Chrysler’s New $1.2 Billion Plant in Mexico Raises Questions
Commentary by John Paul McDaris
Last month Chrysler confirmed a massive $1.249 Billion investment in two facilities in Saltillo. The company’s CEO, Sergio Marchionne, was on hand along with Mexican President Enrique Pena announcing the move, which should create over 1,500 jobs in the city located in Coahuila state. The company’s headcount in Saltillo will top 6,500 after the expansion is complete. This investment led me to a lot of questions, and I would love to hear Chrysler’s responses to them.
- Why not San Luis Potosi? That’s where the Cummings diesel engine plant is located. So why not set up shop there and leverage the talent?
- Because of the Cummings engine, they already know the caliber of skilled labor in San Luis Potosi – so why go into Saltillo? Was San Luis Potosi not up to snuff? Were there supply chain concerns that would have been exacerbated by expanding in San Luis Potosi?

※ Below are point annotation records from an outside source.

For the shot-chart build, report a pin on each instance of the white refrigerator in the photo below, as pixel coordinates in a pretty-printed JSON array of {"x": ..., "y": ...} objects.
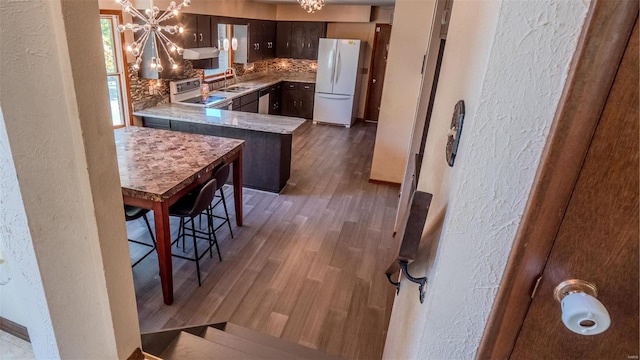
[{"x": 337, "y": 81}]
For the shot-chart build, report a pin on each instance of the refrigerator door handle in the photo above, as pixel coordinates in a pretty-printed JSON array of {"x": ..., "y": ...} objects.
[{"x": 334, "y": 96}]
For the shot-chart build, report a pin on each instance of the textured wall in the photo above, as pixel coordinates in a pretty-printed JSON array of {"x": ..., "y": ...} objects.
[
  {"x": 509, "y": 61},
  {"x": 403, "y": 80}
]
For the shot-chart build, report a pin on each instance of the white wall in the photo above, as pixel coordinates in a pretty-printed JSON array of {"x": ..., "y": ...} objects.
[
  {"x": 410, "y": 35},
  {"x": 508, "y": 60},
  {"x": 60, "y": 137}
]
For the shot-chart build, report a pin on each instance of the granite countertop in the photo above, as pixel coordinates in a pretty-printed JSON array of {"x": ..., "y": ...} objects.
[
  {"x": 236, "y": 119},
  {"x": 156, "y": 164}
]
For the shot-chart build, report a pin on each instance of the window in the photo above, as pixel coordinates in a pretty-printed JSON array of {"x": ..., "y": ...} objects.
[{"x": 115, "y": 71}]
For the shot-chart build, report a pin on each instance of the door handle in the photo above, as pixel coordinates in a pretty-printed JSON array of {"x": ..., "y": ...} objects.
[{"x": 582, "y": 313}]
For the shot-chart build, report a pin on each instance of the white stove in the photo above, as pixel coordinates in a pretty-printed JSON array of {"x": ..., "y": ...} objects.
[{"x": 187, "y": 92}]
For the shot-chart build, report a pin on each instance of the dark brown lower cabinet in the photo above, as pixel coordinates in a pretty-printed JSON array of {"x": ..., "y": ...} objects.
[{"x": 275, "y": 99}]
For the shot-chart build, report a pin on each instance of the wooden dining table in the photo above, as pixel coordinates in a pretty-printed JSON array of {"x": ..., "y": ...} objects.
[{"x": 157, "y": 167}]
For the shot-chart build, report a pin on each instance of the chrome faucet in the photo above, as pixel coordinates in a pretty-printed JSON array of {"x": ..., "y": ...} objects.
[{"x": 233, "y": 72}]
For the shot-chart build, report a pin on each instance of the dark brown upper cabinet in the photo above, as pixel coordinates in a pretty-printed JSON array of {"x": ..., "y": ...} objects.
[
  {"x": 298, "y": 39},
  {"x": 198, "y": 31},
  {"x": 260, "y": 39}
]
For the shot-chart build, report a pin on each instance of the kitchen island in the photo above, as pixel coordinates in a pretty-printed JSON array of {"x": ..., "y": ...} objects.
[{"x": 267, "y": 153}]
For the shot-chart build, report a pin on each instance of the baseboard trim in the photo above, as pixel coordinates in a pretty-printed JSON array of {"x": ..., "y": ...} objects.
[
  {"x": 14, "y": 329},
  {"x": 382, "y": 182}
]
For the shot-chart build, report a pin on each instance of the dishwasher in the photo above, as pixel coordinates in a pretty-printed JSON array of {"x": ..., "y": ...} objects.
[{"x": 263, "y": 101}]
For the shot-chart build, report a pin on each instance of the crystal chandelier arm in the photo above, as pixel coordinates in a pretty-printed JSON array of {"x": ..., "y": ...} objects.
[
  {"x": 155, "y": 47},
  {"x": 142, "y": 44},
  {"x": 135, "y": 13}
]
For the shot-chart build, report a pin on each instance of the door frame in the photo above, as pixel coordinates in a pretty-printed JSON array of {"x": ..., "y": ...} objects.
[
  {"x": 604, "y": 38},
  {"x": 126, "y": 91},
  {"x": 372, "y": 65}
]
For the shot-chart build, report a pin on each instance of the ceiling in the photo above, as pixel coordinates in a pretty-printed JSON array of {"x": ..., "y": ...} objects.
[{"x": 340, "y": 2}]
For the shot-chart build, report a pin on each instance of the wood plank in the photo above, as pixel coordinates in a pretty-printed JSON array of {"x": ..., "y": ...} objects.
[
  {"x": 275, "y": 324},
  {"x": 246, "y": 346},
  {"x": 300, "y": 351}
]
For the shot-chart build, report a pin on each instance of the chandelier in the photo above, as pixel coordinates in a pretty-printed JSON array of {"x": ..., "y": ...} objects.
[
  {"x": 153, "y": 31},
  {"x": 311, "y": 6}
]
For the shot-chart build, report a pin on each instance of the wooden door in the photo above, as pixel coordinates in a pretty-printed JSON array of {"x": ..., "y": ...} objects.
[
  {"x": 378, "y": 68},
  {"x": 204, "y": 31},
  {"x": 597, "y": 239},
  {"x": 283, "y": 39}
]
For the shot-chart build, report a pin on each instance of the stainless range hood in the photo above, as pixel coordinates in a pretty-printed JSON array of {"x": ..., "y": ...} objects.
[{"x": 200, "y": 53}]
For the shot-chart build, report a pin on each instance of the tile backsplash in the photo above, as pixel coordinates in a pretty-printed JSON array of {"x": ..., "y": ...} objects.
[{"x": 141, "y": 98}]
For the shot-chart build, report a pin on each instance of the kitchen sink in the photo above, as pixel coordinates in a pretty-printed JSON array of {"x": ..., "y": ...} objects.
[{"x": 237, "y": 88}]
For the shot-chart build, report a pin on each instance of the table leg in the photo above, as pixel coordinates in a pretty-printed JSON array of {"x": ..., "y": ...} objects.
[
  {"x": 163, "y": 240},
  {"x": 237, "y": 187}
]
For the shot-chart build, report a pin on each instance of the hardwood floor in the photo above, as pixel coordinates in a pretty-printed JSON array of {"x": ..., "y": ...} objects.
[{"x": 307, "y": 266}]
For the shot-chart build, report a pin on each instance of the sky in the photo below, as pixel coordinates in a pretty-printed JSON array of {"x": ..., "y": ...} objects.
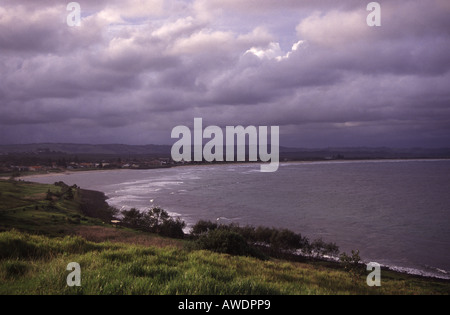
[{"x": 135, "y": 69}]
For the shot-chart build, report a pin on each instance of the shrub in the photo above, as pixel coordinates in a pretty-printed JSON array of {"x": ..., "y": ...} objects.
[
  {"x": 155, "y": 220},
  {"x": 352, "y": 264},
  {"x": 227, "y": 242},
  {"x": 203, "y": 227}
]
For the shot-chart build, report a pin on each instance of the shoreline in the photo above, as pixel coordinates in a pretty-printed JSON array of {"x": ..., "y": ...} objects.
[
  {"x": 400, "y": 269},
  {"x": 71, "y": 172}
]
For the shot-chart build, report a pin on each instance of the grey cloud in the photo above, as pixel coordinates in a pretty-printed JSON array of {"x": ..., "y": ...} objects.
[{"x": 134, "y": 81}]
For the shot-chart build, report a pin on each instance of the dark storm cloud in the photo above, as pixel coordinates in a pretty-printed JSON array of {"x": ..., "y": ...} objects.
[{"x": 135, "y": 69}]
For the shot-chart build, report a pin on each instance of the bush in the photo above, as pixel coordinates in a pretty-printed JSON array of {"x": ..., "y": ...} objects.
[
  {"x": 155, "y": 220},
  {"x": 227, "y": 242},
  {"x": 203, "y": 227},
  {"x": 172, "y": 228}
]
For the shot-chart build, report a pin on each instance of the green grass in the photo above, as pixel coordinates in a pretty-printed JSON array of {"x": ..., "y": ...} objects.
[
  {"x": 37, "y": 243},
  {"x": 24, "y": 206},
  {"x": 32, "y": 264}
]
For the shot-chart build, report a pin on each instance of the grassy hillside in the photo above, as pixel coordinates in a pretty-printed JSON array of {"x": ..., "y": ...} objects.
[{"x": 41, "y": 237}]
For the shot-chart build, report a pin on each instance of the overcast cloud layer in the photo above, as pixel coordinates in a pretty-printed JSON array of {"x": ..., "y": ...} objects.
[{"x": 135, "y": 69}]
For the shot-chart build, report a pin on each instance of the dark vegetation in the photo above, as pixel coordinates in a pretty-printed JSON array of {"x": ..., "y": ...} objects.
[
  {"x": 261, "y": 241},
  {"x": 44, "y": 226},
  {"x": 154, "y": 220}
]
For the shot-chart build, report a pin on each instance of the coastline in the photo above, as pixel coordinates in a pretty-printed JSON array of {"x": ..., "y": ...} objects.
[
  {"x": 233, "y": 163},
  {"x": 400, "y": 269}
]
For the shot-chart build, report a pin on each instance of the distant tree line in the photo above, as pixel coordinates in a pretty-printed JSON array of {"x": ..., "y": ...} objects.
[
  {"x": 154, "y": 220},
  {"x": 270, "y": 241}
]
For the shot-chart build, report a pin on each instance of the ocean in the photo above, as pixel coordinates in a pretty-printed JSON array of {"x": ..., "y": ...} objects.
[{"x": 395, "y": 212}]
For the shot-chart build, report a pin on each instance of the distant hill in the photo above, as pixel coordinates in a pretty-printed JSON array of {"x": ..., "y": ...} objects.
[
  {"x": 164, "y": 150},
  {"x": 101, "y": 149}
]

- What will Chrysler’s move do to the competition for labor in Saltillo? Naturally it will go up, like it always does when a big OEM moves in like this. But by how much and how fast?
- How will Chrysler’s investment in Saltillo affect the supply chain ecosystem? Suppliers will now have new opportunities. But they will also have a big employer competing with them for talent. Will smaller suppliers be able to pay dramatically higher wages?
- Will the presence of a big OEM lead to a raft of new suppliers and, if so, will those be largely bigger suppliers who can afford the higher wages that Chrysler will inevitably usher into the region? Will this mean some smaller suppliers will be pushed out?
- Will Saltillo become a bigger player in the Mexican supply chain?
I, for one, can’t wait to see how it plays out and I’ll be watching this space.